Rather than take the offered opportunity to submit observations to the General Court to enable Judge Collins to rule on Ms Sharpston’s interim relief application, the Council Legal Service made an ex parte appeal to the Court of Justice against his provisional order, specifically requesting that the court should rule without hearing Ms Sharpston. Working at a speed not normally associated with the Court of Justice, to issue her order first thing on Thursday 10th September, the Court’s Vice President did precisely that, holding that Ms Sharpston’s appeal was ‘prima facie clearly inadmissible,’ overturning Judge Collins’s order and dismissing the interim relief application, all without hearing Ms Sharpston (order here). Ms Sharpston’s successor was immediately sworn in without prior announcement of the ceremony and she was effectively ejected from office. Taking its cue from the Vice President’s Order, the General Court then dismissed all her pending cases as manifestly inadmissible, again without inviting submissions from Ms Sharpston (orders here).
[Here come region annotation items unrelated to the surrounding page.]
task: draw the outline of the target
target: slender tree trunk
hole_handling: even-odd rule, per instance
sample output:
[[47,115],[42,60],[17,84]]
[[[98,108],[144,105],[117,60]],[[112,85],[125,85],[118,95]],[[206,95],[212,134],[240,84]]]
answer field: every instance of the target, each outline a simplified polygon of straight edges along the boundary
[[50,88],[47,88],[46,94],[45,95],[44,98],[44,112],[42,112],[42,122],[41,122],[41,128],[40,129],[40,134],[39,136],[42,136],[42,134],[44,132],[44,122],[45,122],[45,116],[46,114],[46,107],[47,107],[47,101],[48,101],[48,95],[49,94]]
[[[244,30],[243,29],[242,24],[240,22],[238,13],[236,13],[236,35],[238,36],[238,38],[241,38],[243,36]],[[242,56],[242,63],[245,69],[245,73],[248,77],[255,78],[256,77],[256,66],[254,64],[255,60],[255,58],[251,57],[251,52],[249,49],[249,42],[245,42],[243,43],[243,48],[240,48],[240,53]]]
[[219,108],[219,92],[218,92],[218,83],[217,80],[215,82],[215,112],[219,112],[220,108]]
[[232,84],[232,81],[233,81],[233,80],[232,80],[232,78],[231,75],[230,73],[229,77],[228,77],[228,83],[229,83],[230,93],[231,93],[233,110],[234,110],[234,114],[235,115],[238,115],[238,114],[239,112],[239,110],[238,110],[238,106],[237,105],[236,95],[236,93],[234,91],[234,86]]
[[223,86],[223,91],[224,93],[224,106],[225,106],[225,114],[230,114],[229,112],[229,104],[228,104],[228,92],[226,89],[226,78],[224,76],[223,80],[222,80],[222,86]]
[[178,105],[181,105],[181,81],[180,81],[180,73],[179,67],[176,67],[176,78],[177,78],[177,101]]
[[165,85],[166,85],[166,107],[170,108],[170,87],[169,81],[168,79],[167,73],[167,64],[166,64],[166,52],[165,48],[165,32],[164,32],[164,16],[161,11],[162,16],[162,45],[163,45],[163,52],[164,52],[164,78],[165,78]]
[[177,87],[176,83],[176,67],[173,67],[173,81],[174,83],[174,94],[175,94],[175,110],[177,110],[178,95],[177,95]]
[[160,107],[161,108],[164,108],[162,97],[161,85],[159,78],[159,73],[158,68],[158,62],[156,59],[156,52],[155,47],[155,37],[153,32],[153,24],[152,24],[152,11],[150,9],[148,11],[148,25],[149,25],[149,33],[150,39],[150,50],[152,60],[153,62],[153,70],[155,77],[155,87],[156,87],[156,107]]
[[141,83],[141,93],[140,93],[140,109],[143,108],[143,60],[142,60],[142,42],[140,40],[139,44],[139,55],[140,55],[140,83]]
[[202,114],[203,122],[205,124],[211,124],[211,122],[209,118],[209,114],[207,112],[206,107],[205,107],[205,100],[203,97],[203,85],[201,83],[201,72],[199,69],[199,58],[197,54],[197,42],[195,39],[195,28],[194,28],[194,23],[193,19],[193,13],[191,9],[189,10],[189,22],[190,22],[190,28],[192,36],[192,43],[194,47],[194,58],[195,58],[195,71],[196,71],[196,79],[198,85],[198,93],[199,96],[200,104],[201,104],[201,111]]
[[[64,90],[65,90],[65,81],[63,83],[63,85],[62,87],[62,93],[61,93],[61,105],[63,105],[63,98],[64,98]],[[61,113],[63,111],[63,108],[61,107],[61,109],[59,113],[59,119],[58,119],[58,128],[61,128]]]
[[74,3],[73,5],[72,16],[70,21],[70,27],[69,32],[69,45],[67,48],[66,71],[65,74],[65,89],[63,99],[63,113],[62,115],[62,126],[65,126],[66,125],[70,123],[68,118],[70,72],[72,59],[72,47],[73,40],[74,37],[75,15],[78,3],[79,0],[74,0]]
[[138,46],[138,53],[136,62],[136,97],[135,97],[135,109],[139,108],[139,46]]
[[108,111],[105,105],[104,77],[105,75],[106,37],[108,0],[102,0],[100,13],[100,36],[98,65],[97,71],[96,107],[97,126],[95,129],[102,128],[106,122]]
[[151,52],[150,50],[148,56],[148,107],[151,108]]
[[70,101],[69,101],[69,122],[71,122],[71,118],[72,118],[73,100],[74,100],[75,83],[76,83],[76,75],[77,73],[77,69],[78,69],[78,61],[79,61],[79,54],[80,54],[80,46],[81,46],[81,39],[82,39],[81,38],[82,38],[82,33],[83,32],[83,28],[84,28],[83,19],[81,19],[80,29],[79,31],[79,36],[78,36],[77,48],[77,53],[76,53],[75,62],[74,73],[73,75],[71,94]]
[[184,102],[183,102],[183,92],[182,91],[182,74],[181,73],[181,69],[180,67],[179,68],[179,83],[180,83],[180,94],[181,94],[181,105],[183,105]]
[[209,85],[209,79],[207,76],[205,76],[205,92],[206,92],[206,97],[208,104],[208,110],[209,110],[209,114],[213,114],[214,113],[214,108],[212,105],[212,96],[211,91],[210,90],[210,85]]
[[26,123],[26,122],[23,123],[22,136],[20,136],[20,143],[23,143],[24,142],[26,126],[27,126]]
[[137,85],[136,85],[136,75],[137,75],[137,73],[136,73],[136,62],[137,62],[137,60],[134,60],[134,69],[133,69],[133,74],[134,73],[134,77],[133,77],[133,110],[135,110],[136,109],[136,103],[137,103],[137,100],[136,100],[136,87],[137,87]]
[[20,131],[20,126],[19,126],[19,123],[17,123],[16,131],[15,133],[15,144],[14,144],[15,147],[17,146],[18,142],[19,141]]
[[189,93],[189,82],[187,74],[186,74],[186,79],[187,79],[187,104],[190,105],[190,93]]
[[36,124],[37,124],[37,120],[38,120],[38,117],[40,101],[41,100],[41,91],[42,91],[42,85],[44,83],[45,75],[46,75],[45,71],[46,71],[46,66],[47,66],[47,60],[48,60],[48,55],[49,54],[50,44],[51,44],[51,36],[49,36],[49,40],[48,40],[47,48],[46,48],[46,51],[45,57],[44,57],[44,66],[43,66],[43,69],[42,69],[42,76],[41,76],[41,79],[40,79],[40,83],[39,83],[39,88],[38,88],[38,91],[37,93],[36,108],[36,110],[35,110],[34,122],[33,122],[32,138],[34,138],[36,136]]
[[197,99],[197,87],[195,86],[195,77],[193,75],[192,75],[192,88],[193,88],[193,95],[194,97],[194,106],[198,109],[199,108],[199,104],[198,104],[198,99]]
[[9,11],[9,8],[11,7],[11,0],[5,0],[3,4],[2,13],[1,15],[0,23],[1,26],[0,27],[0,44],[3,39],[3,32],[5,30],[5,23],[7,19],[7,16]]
Ms Sharpston has now lodged appeals at the Court of Justice challenging those orders of inadmissibility. The argument in short is that, if the Member States were to nominate a new member of the Court of Justice in circumstances where there was no vacancy for that nominee, there must be an avenue of recourse to the CJEU itself to review the legality of that purported appointment. Whether Brexit created such a vacancy is the substantive question underlying these proceedings but so far there has been no judicial scrutiny of this issue.
Sir Nicholas Forwood QC and James Flynn QC represent Ms Sharpston.